As best shown in FIGS. 3, 3A and 3B, preload sleeve 30 is a thin sheet metal sleeve with evenly circumferentially spaced ridges 30-3 running the majority of its length. Edge 30-1 overlies edge 30-2 to form an overlapped seam with transition 30-4 permitting the overlapped seam and avoiding a circumferential bulge at the overlap. Edges 30-1 and 30-2 can move circumferentially with respect to each other to expand or contract the circumference of sleeve 30. Sleeve 30 has a nominally uniform first diameter with ridges 30-3 effectively defining a second, larger diameter. The free diameter of sleeve 30 is greater than the diameter of the bore of shell 12-1.
In assembling muffler 10, seamed and hemmed covering 22 will be placed over perforate tube 20. Cylinder halves 24-1 and 24-2 which made up fiberglass packing 24 are placed over covering 22 forming a subassembly which is then located in preload sleeve 30. As noted above, preload sleeve 30 is circumferentially adjustable so that it is readily expanded to receive or be placed over the subassembly defined by tube 20, covering 22 and packing 24. With preload sleeve 30 placed over packing 24, the sleeve 30 and the underlying packing 24 are compressed sufficiently to permit insertion of the end of sleeve 30 into shell 12-1 of vessel pressure 12 or, alternatively, to start to place shell 12-1 over sleeve 30. Ridges 30-3 have, effectively, a larger diameter than the rest of sleeve 30 so that further compression of sleeve 30 and packing 24 is required to permit entry of the ridges 30-3. The ridges are designed in size, number and spacing to provide a desired preload on fiberglass packing 24. Additionally, because the ends of the ridges 30-3 are rounded they serve as cams in guiding the sleeve 30 into shell 12-1 while providing less surface area for an easier press fit of sleeve 30 into shell 12-1. It should be readily evident that no fiberglass debris is generated from scraping the outer surface of packing 24 while inserting the sleeve 30 containing packing 24, cover 22 and tube 20 into shell 12-1. Also, the overlapped edges 30-1 and 30-2, while permitting the compression of sleeve 30 to permit its insertion into shell 12-1, additionally, inherently accounts for tolerances in the inner diameter of shell 12-1, the thickness of sleeve 30, the height of ridges 30-3, and the outer diameter of packing 24. At any time the couplings 14 and 15 are brazed into end caps 12-2 and 12-3 respectively and when sleeve 30, packing 24, covering 22 and tube 20 are in place in shell 12-1, end caps 12-2 and 12-3 containing coupling 14 and 15 respectively, are welded in place on shell 12-1 to form pressure vessel 12 and to complete muffler 10. In summary, the present invention permits assembly and use of a muffler employing a fiberglass packing in a closed refrigeration system without generating fiberglass debris or permitting its movement into the closed refrigeration system.

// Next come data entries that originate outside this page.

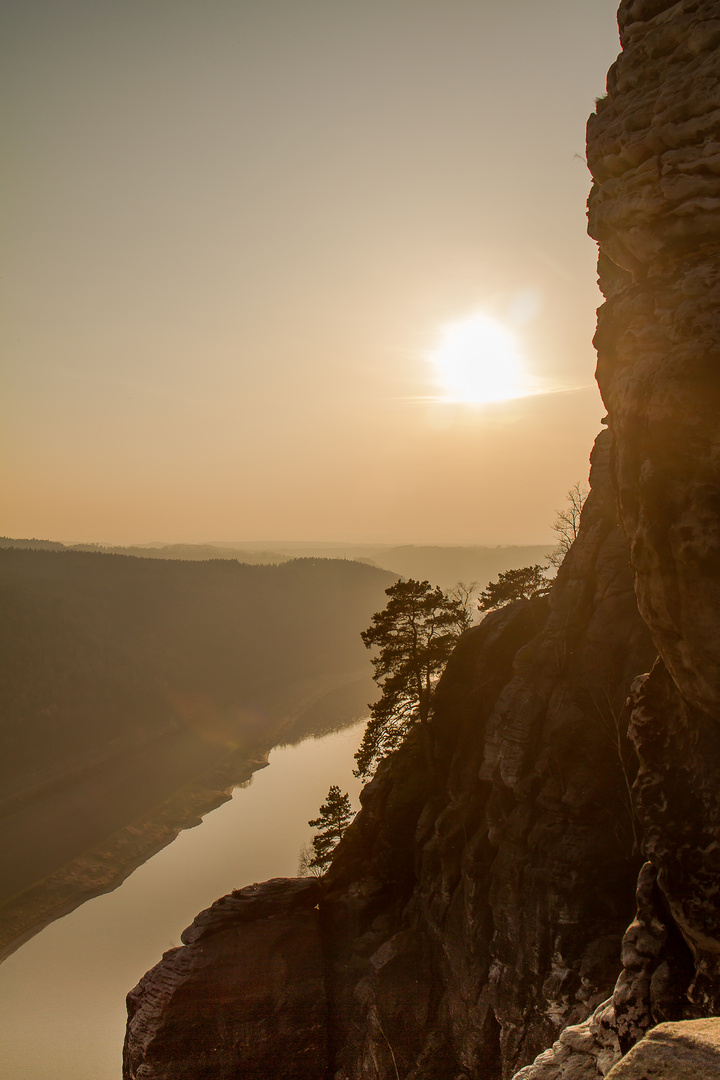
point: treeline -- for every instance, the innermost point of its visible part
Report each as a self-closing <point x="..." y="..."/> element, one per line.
<point x="443" y="565"/>
<point x="100" y="650"/>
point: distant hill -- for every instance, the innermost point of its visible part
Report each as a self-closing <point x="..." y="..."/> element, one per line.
<point x="447" y="566"/>
<point x="442" y="565"/>
<point x="102" y="650"/>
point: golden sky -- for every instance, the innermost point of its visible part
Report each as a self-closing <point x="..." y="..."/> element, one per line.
<point x="236" y="233"/>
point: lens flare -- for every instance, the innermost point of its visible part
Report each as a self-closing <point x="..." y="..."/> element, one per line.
<point x="477" y="361"/>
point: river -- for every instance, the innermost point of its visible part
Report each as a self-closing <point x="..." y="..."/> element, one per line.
<point x="63" y="993"/>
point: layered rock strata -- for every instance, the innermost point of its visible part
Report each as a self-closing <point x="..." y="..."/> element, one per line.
<point x="472" y="913"/>
<point x="653" y="148"/>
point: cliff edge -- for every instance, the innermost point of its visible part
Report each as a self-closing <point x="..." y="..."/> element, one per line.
<point x="479" y="910"/>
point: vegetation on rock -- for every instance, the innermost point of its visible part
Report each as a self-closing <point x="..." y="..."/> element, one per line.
<point x="416" y="633"/>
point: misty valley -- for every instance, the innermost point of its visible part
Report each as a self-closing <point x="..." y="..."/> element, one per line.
<point x="137" y="693"/>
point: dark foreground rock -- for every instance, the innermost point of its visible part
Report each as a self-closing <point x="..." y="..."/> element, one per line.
<point x="687" y="1051"/>
<point x="243" y="996"/>
<point x="473" y="912"/>
<point x="475" y="919"/>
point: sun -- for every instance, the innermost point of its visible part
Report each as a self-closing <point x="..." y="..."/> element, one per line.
<point x="477" y="361"/>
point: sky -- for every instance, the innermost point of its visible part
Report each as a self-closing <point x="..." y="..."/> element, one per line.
<point x="241" y="239"/>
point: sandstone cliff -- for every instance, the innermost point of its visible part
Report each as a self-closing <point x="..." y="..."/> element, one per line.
<point x="470" y="914"/>
<point x="475" y="914"/>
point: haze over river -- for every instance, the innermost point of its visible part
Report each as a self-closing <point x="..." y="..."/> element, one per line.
<point x="63" y="994"/>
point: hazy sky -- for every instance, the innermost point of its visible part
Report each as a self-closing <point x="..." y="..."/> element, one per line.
<point x="236" y="231"/>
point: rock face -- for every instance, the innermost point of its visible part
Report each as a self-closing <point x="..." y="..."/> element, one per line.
<point x="654" y="151"/>
<point x="471" y="914"/>
<point x="688" y="1051"/>
<point x="475" y="919"/>
<point x="248" y="979"/>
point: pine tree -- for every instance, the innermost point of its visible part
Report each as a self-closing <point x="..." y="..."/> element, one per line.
<point x="515" y="585"/>
<point x="335" y="815"/>
<point x="416" y="633"/>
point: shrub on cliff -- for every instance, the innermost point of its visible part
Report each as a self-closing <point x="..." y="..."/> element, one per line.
<point x="514" y="585"/>
<point x="335" y="815"/>
<point x="416" y="633"/>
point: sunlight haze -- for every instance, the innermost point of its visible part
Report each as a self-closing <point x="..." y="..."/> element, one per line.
<point x="236" y="233"/>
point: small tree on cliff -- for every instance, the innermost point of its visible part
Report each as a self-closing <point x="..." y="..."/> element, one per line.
<point x="335" y="815"/>
<point x="415" y="634"/>
<point x="567" y="523"/>
<point x="514" y="585"/>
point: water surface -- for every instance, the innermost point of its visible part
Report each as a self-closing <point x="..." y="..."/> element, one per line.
<point x="63" y="994"/>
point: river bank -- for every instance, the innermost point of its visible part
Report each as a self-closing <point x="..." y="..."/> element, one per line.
<point x="83" y="838"/>
<point x="62" y="995"/>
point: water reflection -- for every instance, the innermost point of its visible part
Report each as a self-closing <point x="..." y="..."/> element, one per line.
<point x="62" y="995"/>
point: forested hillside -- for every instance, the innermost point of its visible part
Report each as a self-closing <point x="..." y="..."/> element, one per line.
<point x="102" y="650"/>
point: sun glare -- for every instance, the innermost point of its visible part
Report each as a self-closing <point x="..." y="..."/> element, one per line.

Although a preferred embodiment of the present invention has been described and illustrated, other changes will occur to those skilled in the art. For example, the initial assembly may be made with parts which have a clearance fit but are secured and the fiberglass loaded by the expansion of tube 20. It is therefore intended that the scope of the present invention is to be limited only by the scope of the appended claims.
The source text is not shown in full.